Updated

Relatives and supporters of a jailed vigilante leader who holds dual U.S. and Mexican citizenship said Tuesday that she and her community police force never demanded bail for or mistreated the prisoners in their care.

Nestora Salgado, a resident of the Seattle suburb of Renton, was arrested in August 2013 after people detained by the community force she leads in the southern state of Guerrero alleged that they had been kidnapped. A federal judge cleared Salgado of those charges last year, but related state charges have kept her locked up.

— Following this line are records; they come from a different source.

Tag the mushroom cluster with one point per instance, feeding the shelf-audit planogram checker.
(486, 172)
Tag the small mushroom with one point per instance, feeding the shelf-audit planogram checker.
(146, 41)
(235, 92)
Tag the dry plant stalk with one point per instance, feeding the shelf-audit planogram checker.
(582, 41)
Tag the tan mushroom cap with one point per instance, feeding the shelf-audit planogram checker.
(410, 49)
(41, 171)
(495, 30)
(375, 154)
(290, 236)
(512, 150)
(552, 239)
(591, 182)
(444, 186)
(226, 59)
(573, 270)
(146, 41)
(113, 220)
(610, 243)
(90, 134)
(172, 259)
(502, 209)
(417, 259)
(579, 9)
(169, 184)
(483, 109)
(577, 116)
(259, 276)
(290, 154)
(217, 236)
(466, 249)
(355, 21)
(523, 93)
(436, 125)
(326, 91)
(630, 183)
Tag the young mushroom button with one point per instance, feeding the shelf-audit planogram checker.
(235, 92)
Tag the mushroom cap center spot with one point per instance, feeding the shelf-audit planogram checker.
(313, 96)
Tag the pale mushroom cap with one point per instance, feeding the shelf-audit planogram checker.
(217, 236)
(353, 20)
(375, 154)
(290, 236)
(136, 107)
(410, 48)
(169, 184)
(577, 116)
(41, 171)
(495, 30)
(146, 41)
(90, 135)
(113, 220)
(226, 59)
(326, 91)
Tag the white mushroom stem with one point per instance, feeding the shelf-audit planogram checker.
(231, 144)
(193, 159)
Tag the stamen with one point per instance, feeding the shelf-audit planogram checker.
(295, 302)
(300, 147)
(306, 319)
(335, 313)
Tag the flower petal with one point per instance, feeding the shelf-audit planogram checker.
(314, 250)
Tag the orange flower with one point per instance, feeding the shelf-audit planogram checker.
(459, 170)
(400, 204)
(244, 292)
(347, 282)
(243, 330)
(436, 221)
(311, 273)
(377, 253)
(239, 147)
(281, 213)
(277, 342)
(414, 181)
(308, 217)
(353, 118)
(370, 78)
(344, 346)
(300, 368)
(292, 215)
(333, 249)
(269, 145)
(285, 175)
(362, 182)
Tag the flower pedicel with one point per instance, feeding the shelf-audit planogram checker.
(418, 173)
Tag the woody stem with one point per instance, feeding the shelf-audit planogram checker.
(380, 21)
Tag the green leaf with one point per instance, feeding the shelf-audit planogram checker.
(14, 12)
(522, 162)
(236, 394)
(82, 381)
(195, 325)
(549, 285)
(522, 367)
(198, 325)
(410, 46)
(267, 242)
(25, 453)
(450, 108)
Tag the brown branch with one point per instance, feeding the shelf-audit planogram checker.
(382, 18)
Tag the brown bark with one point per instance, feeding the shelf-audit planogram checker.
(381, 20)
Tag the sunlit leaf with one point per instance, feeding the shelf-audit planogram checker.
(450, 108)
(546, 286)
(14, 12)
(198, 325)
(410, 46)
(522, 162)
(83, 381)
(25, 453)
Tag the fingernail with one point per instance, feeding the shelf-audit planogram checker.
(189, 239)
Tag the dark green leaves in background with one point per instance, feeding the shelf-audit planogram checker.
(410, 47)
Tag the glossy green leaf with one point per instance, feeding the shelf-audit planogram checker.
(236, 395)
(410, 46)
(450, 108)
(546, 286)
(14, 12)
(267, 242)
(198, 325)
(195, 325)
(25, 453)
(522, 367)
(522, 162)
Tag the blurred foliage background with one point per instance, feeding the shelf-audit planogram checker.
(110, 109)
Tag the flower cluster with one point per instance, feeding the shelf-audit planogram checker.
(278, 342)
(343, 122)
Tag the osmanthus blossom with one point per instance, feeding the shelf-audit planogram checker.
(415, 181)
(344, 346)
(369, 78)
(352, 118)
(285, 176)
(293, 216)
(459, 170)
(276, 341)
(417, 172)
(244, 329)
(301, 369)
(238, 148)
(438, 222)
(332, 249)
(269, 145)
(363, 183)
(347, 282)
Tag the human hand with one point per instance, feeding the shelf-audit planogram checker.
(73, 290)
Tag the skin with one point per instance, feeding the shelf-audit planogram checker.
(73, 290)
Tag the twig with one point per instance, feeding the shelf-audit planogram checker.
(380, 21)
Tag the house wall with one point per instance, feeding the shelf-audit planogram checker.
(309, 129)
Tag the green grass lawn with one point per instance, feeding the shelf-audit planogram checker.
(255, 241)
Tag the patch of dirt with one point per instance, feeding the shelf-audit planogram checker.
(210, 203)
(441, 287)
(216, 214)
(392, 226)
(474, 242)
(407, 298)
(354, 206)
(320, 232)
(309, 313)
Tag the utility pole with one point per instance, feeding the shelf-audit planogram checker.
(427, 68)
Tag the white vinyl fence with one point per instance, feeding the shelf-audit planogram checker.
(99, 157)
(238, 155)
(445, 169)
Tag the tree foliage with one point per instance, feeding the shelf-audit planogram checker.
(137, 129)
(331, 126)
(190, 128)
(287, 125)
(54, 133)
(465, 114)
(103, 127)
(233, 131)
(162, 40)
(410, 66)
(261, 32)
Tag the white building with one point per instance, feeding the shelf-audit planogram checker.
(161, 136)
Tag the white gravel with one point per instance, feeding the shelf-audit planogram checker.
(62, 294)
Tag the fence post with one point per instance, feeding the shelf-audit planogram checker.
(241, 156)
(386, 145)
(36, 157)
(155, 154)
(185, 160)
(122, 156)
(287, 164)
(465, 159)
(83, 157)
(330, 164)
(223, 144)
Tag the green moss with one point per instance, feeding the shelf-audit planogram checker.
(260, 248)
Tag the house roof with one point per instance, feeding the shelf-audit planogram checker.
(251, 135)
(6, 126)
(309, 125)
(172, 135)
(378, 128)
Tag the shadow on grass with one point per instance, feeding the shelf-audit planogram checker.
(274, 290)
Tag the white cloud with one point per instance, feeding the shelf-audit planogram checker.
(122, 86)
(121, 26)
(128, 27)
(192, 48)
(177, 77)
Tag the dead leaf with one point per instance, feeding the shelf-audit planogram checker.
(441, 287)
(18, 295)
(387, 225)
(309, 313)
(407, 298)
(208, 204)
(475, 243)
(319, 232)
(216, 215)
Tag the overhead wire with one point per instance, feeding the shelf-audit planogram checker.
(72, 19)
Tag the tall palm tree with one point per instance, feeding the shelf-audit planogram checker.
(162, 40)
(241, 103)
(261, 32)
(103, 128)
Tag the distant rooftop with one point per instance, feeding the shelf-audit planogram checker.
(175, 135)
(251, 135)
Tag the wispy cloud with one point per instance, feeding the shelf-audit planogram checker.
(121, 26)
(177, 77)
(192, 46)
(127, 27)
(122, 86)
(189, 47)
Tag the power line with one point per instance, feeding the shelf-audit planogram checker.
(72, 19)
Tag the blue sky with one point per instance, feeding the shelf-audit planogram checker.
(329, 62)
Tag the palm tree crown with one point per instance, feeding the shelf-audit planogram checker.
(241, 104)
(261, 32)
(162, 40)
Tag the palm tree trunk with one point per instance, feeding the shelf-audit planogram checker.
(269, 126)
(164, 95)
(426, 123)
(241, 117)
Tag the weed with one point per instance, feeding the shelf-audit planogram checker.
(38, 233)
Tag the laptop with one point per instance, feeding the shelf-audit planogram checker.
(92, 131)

Salgado's fellow commanders said during a news conference in Mexico City that the force in the town of Olinala never demanded bail money, which her accusers called ransom. The commanders said many of those detained were youths held at the request of their parents for "re-education."

"The communitarian system does not request any bail," said regional community police commander Cruz Morales Reyes. "It does not request any ransom. There is no amount of money that can get someone out."

A state law allows Olinala and Guerrero's other indigenous communities to organize their own police forces.

Morales said the community police, which rose up as a result of corruption within the local government and organized crime, arrests people accused of crimes but also young people whose parents deem them out of control.

One of those was Francisco Flores Jiménez, who said his mother asked that he be held and "re-educated" by the community police. He described a regimen of manual labor and lessons about the value of hard work. He said detainees who worked hard were fed well, while those who didn't received whatever was available.

Flores also questioned charges by some detainees that they were abused. "In my case, I was never mistreated," he said.

Giovani Torres, a group level community police commander, said Nestora Salgado was among the citizens who rose up against the criminality in Olinala. She distinguished herself through her bravery and was elected as a commander by an assembly of community police members, Torres said.

Salgado grew up in Olinala and moved to the U.S. when she was about 20. Eventually she began making regular visits back to her hometown.

"The government knows perfectly well that all of the charges they're accusing Nestora of are false," said her sister Cleotilde Salgado García.